Other students are satisfied with meals but feel that the prices at Topside could be lower.
"DDS is decent," Mustafa Abdur-Rahim '04 said. "But I think Topside's are ridiculous. Aren't all those prices double the prices at the [supermarket]?"
Not quite, but the prices of 10 randomly chosen items from Topside were found to be an average of 38 percent higher when compared with their counterparts at P&C and the Co-Op.
The reason for the higher prices at Topside is the lower volume of products that the store purchases compared to major supermarkets, according to DDS Director Tucker Rossiter.
"If [a grocery store] buys 2,000 cases of ketchup and we buy 20, obviously Heinz is going to give them a better deal," Rossiter said.
P&C manager Blair Rudio concurred. "Whereas [P&C] buys products literally by the trainload and the truckload, Topside buys them from a middleman a box at a time," he said.
"That's why a lot of small stores have more expensive items," he continued.
The price of certain items such as Lay's potato chips are the same for every vendor because they are direct store delivery items that the manufacturer delivers itself, setting its own prices the same everywhere, according to Rudio.
Topside's pricing structure is simple. For every 65 cents it pays for a product, its mark-up is 35 cents. In other words, for every DBA dollar spent at Topside, 65 cents covers the cost of the product while the other 35 cents covers the costs of operating the store, according to Rossiter.
Rossiter emphasized that DDS is not subsidized by the College and said that the store is only intended to break even, making no profit.
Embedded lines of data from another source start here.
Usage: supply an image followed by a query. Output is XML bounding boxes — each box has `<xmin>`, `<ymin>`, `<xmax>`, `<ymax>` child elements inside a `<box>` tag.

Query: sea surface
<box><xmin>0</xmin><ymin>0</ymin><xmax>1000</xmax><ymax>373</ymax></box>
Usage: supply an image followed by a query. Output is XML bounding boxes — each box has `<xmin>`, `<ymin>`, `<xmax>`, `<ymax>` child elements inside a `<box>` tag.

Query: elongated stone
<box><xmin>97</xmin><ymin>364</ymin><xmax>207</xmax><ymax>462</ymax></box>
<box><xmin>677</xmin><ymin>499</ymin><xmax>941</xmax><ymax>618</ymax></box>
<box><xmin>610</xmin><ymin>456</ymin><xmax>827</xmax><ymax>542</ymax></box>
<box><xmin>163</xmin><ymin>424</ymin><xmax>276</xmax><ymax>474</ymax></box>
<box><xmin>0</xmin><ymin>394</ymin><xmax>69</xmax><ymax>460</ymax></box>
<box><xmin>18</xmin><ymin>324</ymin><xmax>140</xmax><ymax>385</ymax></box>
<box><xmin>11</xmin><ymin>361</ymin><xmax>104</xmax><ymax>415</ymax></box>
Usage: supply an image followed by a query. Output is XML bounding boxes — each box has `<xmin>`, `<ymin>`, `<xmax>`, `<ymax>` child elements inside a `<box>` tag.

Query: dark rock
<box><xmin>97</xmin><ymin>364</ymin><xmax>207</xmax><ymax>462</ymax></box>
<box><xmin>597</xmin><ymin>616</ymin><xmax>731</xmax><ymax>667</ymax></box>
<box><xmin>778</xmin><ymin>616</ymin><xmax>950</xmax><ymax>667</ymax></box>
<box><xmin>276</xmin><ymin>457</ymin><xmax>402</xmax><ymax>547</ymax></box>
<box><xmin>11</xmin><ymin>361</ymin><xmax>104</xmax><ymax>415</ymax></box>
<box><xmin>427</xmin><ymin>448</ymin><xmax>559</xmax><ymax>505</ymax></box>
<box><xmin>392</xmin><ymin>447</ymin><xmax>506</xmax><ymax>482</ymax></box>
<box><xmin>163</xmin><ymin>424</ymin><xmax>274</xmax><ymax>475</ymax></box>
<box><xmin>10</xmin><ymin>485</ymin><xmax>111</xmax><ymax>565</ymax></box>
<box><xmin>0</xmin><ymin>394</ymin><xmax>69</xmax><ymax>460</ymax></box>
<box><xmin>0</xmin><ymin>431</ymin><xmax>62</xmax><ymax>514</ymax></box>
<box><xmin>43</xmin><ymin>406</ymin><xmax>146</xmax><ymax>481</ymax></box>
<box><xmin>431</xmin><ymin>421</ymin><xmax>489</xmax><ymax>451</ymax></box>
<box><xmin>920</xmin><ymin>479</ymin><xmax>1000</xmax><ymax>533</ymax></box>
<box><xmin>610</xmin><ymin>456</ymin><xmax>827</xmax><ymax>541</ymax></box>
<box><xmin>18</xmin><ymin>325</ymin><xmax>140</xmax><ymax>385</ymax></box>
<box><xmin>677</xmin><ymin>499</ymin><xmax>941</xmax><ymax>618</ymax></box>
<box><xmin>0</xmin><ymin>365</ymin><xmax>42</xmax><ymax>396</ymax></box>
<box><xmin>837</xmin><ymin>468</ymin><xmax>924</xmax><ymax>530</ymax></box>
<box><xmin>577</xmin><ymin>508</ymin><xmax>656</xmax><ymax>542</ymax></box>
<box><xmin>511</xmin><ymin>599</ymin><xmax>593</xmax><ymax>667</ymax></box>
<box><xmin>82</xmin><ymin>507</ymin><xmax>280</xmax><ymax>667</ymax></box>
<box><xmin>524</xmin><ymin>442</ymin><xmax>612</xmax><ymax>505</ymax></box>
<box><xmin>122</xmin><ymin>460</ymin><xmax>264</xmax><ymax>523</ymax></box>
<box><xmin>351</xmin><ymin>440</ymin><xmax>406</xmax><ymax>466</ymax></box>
While DDS does occasionally send out student workers to local grocery stores to get some sense of whether or not Topside is getting a good deal from its suppliers, these price checks don't influence how Topside prices its goods, Rossiter said.
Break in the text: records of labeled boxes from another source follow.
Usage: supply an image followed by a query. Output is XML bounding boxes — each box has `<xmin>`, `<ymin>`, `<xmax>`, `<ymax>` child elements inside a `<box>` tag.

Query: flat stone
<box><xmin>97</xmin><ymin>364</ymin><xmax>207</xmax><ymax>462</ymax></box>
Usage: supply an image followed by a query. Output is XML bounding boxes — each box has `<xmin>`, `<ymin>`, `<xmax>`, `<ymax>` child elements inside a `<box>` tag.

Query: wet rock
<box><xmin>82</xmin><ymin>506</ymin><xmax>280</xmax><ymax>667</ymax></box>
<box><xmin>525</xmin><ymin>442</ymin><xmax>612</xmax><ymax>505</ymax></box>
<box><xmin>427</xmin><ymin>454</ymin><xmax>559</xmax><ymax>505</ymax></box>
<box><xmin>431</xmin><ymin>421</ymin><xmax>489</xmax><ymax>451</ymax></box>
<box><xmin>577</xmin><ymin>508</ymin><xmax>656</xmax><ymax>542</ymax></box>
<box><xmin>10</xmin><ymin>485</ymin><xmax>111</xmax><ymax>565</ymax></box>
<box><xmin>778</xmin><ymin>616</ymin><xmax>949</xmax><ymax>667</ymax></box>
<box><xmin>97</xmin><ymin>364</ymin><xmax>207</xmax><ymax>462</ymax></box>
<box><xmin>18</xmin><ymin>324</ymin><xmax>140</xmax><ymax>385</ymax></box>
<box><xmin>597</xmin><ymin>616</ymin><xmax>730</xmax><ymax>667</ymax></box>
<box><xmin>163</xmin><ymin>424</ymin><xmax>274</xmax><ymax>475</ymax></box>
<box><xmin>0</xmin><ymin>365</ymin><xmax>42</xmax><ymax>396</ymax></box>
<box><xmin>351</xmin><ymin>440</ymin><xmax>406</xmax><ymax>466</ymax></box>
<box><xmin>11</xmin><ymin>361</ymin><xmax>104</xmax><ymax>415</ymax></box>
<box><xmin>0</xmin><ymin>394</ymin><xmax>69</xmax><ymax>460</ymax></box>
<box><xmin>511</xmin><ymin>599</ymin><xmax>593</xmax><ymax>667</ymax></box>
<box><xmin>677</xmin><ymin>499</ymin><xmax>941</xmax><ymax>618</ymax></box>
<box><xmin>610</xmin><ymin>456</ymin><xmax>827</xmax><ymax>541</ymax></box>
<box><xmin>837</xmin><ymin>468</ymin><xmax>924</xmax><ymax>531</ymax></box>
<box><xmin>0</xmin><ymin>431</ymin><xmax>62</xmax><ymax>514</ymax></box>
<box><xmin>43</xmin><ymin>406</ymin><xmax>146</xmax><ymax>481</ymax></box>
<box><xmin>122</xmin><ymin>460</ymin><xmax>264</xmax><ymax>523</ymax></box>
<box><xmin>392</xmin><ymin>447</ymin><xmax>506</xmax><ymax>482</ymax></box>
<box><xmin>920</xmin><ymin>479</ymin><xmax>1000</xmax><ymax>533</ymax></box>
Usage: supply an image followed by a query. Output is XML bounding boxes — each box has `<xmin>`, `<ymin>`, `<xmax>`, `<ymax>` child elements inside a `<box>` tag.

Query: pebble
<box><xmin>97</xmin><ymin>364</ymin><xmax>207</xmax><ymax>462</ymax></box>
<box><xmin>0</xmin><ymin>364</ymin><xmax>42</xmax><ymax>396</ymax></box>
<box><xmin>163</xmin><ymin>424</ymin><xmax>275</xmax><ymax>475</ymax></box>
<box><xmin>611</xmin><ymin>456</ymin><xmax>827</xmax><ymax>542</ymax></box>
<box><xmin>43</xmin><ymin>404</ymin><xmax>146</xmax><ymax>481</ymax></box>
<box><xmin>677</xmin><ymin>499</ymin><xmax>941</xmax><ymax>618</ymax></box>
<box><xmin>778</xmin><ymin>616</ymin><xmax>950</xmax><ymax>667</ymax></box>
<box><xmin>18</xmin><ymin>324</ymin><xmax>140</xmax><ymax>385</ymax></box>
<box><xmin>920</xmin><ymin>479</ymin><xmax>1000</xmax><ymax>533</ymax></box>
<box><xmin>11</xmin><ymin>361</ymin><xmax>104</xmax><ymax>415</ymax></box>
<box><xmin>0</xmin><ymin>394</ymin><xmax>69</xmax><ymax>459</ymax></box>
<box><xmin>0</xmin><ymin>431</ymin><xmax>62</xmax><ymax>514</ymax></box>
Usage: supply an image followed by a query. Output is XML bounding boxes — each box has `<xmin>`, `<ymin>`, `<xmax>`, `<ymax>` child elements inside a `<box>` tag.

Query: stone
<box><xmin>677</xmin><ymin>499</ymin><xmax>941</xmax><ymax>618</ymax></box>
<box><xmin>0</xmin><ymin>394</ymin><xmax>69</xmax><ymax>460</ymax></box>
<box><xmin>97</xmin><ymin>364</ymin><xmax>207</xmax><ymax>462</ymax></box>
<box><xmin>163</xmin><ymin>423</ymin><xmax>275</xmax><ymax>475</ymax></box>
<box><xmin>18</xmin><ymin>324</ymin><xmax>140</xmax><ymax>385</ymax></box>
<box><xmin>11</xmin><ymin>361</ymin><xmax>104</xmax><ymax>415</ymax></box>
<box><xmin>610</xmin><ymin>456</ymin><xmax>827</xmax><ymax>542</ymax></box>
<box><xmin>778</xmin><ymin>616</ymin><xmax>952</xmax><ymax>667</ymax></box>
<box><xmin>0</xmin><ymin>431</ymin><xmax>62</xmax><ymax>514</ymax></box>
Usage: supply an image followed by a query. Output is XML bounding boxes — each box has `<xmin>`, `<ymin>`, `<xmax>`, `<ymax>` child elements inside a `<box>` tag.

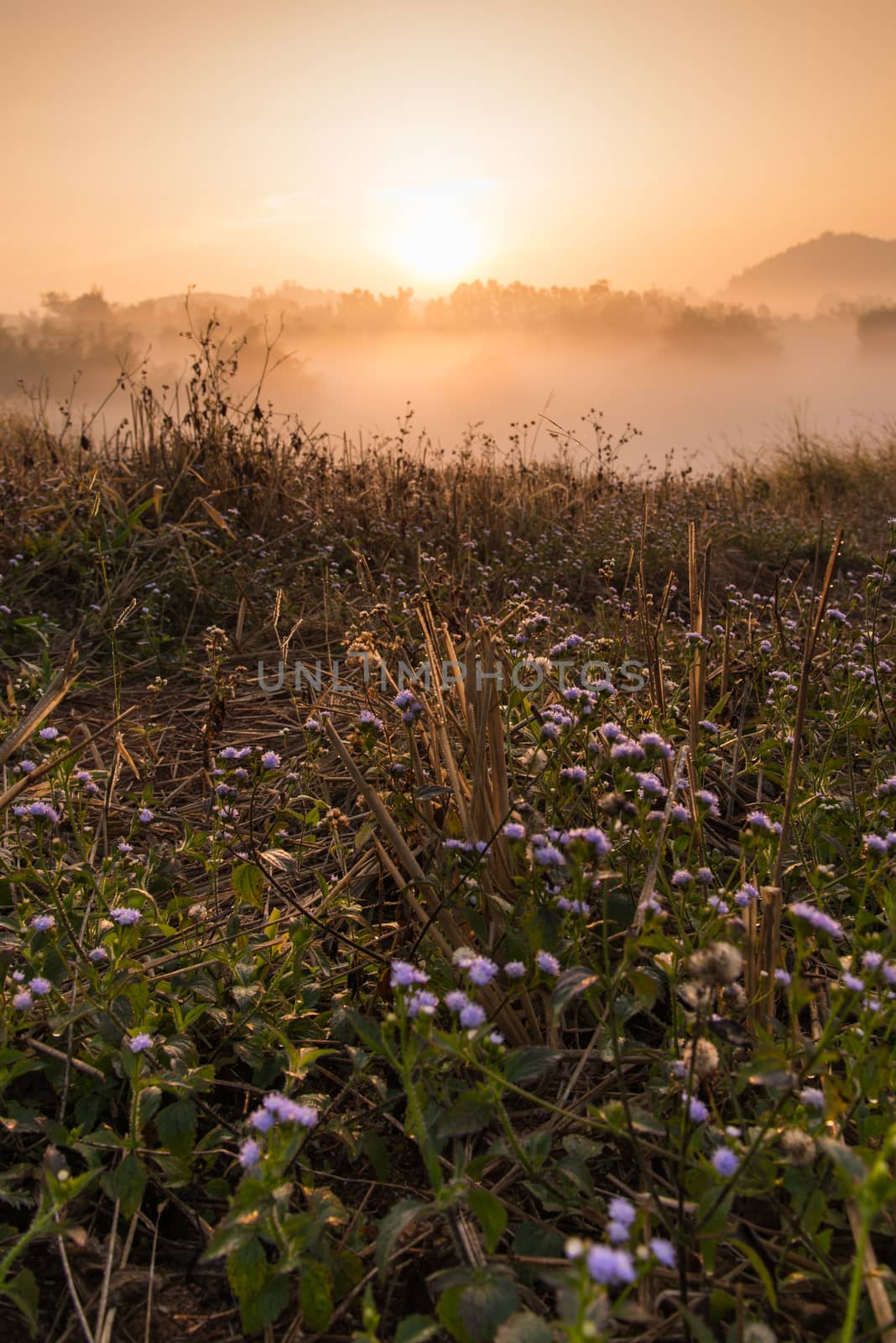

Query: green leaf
<box><xmin>495</xmin><ymin>1311</ymin><xmax>553</xmax><ymax>1343</ymax></box>
<box><xmin>0</xmin><ymin>1267</ymin><xmax>39</xmax><ymax>1339</ymax></box>
<box><xmin>358</xmin><ymin>1128</ymin><xmax>389</xmax><ymax>1184</ymax></box>
<box><xmin>231</xmin><ymin>862</ymin><xmax>264</xmax><ymax>909</ymax></box>
<box><xmin>466</xmin><ymin>1187</ymin><xmax>507</xmax><ymax>1254</ymax></box>
<box><xmin>155</xmin><ymin>1099</ymin><xmax>195</xmax><ymax>1157</ymax></box>
<box><xmin>458</xmin><ymin>1278</ymin><xmax>519</xmax><ymax>1343</ymax></box>
<box><xmin>436</xmin><ymin>1090</ymin><xmax>495</xmax><ymax>1137</ymax></box>
<box><xmin>300</xmin><ymin>1258</ymin><xmax>333</xmax><ymax>1332</ymax></box>
<box><xmin>227</xmin><ymin>1236</ymin><xmax>268</xmax><ymax>1301</ymax></box>
<box><xmin>112</xmin><ymin>1152</ymin><xmax>146</xmax><ymax>1217</ymax></box>
<box><xmin>240</xmin><ymin>1273</ymin><xmax>289</xmax><ymax>1334</ymax></box>
<box><xmin>818</xmin><ymin>1137</ymin><xmax>867</xmax><ymax>1180</ymax></box>
<box><xmin>728</xmin><ymin>1240</ymin><xmax>778</xmax><ymax>1311</ymax></box>
<box><xmin>504</xmin><ymin>1045</ymin><xmax>563</xmax><ymax>1086</ymax></box>
<box><xmin>376</xmin><ymin>1198</ymin><xmax>430</xmax><ymax>1281</ymax></box>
Rossiter said that the only reason he could think of for the high price of Tide at Topside was that the warehouse was selling it to them at a significantly higher price.
What brings students back to Topside in the end is convenience and a desire to spend their DBA dollars.
"The supermarkets are obviously less expensive," Kristin Steinhert '04 said, "But at the same time it's harder to get there, and it's not covered by the meal plan, so this works."
Unlike Topside, the prices at dining halls are fairly close to their restaurant equivalents.
The dining halls have the opposite pricing structure of Topside: for every dollar spent in the dining halls, 35 cents cover the cost of the ingredients, and the other 65 cents pays the cost of running the facilities, according to Rossiter.
Certain items, such as soda and coffee, are marked up more than the norm in order to offset special costs, such as stolen china and silverware, people surreptitiously refilling drinks and special dining events, Rossiter said.
Again, DDS occasionally sends student workers to local establishments to "see what's popular, what the market is saying about these products," Rossiter said.
But he emphasized again that these visits do not influence DDS' pricing structure.
Jimbo Dowd, general manager of the Everything But Anchovies pizza restaurant, said that he does look at DDS prices when determining his own prices and considers himself a competitor of DDS.
Rossiter admits that they are competing with local restaurants in a limited way, but stresses that "we're not out there trying to undercut them" and that "there's room enough for all of us."
Representatives of other local restaurants, including Lou's Restaurant, C&A Pizza and Molly's Restaurant and Bar, said they generally don't consider DDS' prices when setting their own.
"We've never even discussed the prices over [at DDS]," said Maggie Gray, manager at Lou's Restaurant.
Instead, most restaurants determine their prices by considering costs and then comparing their prices with those charged by other private restaurants in the area.
"I look at everybody and everything, you have to," said Thomas Curtis, manager of Molly's Restaurant and Bar. "What a hamburger is going to cost in Hanover, that's sometimes what it comes down to. To stay in business in Main Street in Hanover, you have to price correctly."